Perhaps now we will get an answer to the question posed in the wake of the Todd Bertuzzi assault on Steve Moore in 2004 that ended Moore’s NHL career: Does somebody have to die to end sanctioned fighting in hockey?
I say perhaps because the NHL has an out here. Sanderson was not an NHL player. The game in which he was injured was not an NHL game. NHL officials can skate through this loophole if they choose. Already, the Ontario Hockey Association seems to have decided the lesson is players must try to keep their helmets on when they fight.
But the morality of this issue is beginning to weigh on some NHL traditionalists. The NHL’s senior vice president and director of hockey operations, Colin Campbell, has added the subject to the agenda for the general managers’ meetings in March.
Two years ago, a similar effort was shouted down by the same people who have always contended that fighting is part of hockey’s tradition, that it acts as a deterrent to cheap shots, that it is a necessary emotional release valve in a violent sport.
Commissioner Gary Bettman, a New York lawyer with no background in the game before he was recruited to run the league nearly 16 years ago, could have been the outside voice of reason to challenge these justifications. Instead, he chose the opposite tack.
“The reason that I have said that it has been a part of the game and I envision it will continue to be is because if you’re close to the game and you understand the game and you see how it’s played, you realize it’s a small part of the game and it’s a game that in many respects is physical like football, but it tends to be played a little bit differently,” Bettman told me a little more than a year ago.
“It’s basically nonstop action, so it’s not five or six seconds of physical play and then 30 to 35 seconds of cooling down. This is a game that’s fast, it’s edgy, it’s emotional. The players are skating at each other at speeds of 30 miles an hour and they’re carrying sticks. And so the notion that occasionally, and it doesn’t happen all the time, there’s going to be a fight in the version that’s intended to be as physical as ours is, is something that I think goes to the balance of the game.”
When I asked him why it’s not a part of Olympic hockey or college hockey, where, as in most sports, a player is automatically ejected for fighting, he said those teams don’t develop the rivalries NHL teams do, or play as often.
“There’s less fighting in the playoffs, where the notion of the consequences, the penalties and the like, may discourage it,” he noted. “There’s more emphasis on skill.”
So fighting is only necessary in games that matter less? This makes no sense.
We have batted these arguments back and forth for years, and more often since Bertuzzi’s assault on Moore. From here, the argument that hockey players get mad and therefore should be allowed to interrupt their games for intermittent fistfights rings of adolescent rationalization. Players in other sports get mad, too. Until those sports instituted draconian penalties, players in those sports fought, too.
When a player is ejected and then suspended for 15 games, as Carmelo Anthony was in December 2006 following a brawl at Madison Square Garden, it tends to have a deterrent effect. Anthony has not been in an NBA fight since.

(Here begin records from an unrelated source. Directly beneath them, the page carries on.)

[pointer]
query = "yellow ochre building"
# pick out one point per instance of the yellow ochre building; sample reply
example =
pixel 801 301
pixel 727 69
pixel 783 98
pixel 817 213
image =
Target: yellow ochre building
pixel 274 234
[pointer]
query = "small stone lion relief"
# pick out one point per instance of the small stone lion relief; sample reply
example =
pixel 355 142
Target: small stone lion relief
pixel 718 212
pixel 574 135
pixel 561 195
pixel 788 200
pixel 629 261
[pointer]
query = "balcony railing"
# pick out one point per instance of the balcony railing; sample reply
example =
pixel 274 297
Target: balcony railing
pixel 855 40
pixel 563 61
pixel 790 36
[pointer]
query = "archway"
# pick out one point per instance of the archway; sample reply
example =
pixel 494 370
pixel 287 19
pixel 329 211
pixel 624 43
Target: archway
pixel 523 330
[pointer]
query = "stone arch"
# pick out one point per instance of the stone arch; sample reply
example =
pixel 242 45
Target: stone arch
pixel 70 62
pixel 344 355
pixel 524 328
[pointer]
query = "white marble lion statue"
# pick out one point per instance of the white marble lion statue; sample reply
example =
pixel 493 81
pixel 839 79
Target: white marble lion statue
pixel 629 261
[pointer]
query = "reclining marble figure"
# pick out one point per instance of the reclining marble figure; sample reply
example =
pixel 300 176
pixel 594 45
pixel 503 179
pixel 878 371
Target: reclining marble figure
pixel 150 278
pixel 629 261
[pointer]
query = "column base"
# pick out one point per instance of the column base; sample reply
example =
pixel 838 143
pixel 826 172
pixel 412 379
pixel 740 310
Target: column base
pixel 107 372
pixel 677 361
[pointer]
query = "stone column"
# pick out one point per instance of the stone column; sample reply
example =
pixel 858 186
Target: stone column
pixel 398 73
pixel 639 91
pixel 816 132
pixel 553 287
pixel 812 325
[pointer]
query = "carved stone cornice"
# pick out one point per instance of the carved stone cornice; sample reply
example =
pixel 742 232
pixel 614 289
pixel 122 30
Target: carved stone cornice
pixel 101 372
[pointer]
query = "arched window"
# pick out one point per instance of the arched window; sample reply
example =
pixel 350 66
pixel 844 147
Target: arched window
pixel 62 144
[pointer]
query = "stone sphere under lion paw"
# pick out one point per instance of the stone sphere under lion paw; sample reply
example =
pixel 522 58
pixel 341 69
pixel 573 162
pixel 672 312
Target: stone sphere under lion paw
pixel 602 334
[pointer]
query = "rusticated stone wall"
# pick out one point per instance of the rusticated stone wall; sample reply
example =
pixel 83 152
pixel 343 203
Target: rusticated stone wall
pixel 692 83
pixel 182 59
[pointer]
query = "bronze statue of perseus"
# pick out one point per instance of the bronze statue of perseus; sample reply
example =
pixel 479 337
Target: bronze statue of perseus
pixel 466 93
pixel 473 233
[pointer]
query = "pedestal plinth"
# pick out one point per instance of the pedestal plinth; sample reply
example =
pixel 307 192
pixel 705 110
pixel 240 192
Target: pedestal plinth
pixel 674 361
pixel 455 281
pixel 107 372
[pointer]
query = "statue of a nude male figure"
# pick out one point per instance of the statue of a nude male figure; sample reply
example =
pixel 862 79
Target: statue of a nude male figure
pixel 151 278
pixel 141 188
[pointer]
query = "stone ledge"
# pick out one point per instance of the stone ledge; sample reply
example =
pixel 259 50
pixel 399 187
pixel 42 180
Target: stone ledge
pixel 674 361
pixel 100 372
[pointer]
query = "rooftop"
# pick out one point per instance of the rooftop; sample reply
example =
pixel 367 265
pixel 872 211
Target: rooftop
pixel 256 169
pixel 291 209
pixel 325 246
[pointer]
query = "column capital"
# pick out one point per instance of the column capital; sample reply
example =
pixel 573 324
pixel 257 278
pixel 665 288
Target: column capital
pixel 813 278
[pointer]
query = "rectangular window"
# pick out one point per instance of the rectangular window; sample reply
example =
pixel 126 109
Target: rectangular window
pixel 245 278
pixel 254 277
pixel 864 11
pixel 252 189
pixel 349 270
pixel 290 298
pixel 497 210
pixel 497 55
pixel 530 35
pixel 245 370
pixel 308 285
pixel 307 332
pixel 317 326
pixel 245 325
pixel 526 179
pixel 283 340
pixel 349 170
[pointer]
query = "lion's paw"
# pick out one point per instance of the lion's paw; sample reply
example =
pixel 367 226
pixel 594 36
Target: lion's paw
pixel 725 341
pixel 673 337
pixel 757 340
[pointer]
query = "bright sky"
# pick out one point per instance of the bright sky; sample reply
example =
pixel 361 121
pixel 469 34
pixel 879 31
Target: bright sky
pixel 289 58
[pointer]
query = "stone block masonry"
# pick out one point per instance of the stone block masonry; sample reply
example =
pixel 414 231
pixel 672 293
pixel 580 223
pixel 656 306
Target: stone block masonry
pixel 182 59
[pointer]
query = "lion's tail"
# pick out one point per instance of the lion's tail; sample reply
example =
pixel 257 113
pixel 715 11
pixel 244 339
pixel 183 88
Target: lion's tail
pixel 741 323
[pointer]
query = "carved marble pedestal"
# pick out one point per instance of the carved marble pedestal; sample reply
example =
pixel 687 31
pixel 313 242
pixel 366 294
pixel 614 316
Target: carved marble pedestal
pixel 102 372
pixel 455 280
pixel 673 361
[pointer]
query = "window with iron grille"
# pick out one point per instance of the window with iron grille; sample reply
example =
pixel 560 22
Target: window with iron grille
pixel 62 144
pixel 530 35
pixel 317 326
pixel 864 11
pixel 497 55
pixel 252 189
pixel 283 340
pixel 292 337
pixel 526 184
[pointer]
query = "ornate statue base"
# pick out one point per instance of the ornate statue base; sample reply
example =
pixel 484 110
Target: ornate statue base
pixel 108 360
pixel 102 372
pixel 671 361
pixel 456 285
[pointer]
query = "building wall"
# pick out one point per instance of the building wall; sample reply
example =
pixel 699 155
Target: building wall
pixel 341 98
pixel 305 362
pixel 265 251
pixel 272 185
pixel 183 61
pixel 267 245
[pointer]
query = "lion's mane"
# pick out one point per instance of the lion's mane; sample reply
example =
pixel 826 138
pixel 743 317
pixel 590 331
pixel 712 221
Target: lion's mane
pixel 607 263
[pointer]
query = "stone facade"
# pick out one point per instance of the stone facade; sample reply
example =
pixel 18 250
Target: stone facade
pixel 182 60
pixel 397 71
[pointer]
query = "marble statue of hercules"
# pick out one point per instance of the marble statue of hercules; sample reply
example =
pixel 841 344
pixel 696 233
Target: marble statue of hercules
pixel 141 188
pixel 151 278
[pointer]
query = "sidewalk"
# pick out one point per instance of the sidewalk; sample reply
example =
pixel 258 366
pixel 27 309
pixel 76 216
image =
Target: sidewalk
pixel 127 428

For hockey, now comes the moral imperative of Don Sanderson. The awful “what if” has come to pass. A young man has suffered a preventable death because of this hockey tradition.
Still, a “flash survey” by Canada’s TSN in the wake of Sanderson’s death found that of 18 NHL general managers who responded, not one favored automatic ejection for fighting. In fact, five favored eliminating the instigator rule, which could lead to more fighting.
Evidently, this is the answer to the question. What happens if someone dies? Maybe a rule against loosening the chin strap on your helmet.